Reputation: 3
In a project I have a text with patterns like that:
{| text {| text |} text |}
more text
I want to get the first part with brackets. For this I use preg_match recursively. The following code works fine already:
preg_match('/\{((?>[^\{\}]+)|(?R))*\}/x',$text,$matches);
But if I add the symbol "|", I got an empty result and I don't know why:
preg_match('/\{\|((?>[^\{\}]+)|(?R))*\|\}/x',$text,$matches);
I can't use the first solution because in the text something like { text } can also exist. Can somebody tell me what I do wrong here? Thx
Upvotes: 0
Views: 2694
Reputation: 77420
You've got a few suggestions for working regular expressions, but if you're wondering why your original regexp failed, read on. The problem lies when it comes time to match a closing "|}" tag. The (?>[^{}]+)
(or [^{}]++
) sub expression will match the "|", causing the |}
sub expression to fail. With no backtracking in the sub expression, there's no way to recover from the failed match.
Upvotes: 1
Reputation: 75242
Try this:
'/(?s)\{\|(?:(?:(?!\{\||\|\}).)++|(?R))*\|\}/'
In your original regex you use the character class [^{}]

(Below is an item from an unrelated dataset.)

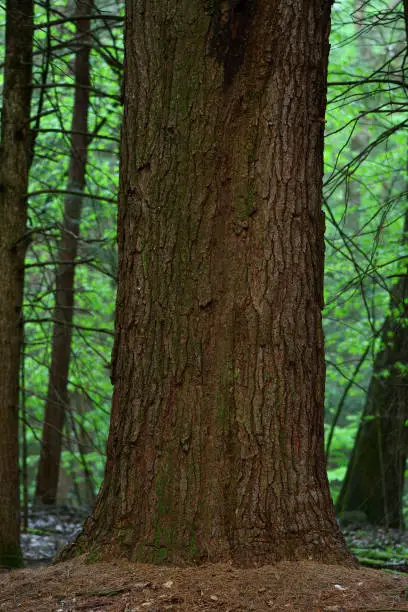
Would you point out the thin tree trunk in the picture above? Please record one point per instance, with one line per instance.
(374, 481)
(215, 448)
(14, 165)
(57, 397)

to match anything except a delimiter. That's fine when the delimiters are only one character, but yours are two characters. To not-match a multi-character sequence you need something this:
(?:(?!\{\||\|\}).)++
The dot matches any character (including newlines, thank to the (?s)
), but only after the lookahead has determined that it's not part of a {|
or |}
sequence. I also dropped your atomic group ((?>...)
) and replaced it with a possessive quantifier (++
) to reduce clutter. But you should definitely use one or the other in that part of the regex to prevent catastrophic backtracking.
Upvotes: 3
Reputation: 33769
See PHP - help with my REGEX-based recursive function
To adapt it to your use
preg_match_all('/\{\|(?:^(\{\||\|\})|(?R))*\|\}/', $text, $matches);
Upvotes: 0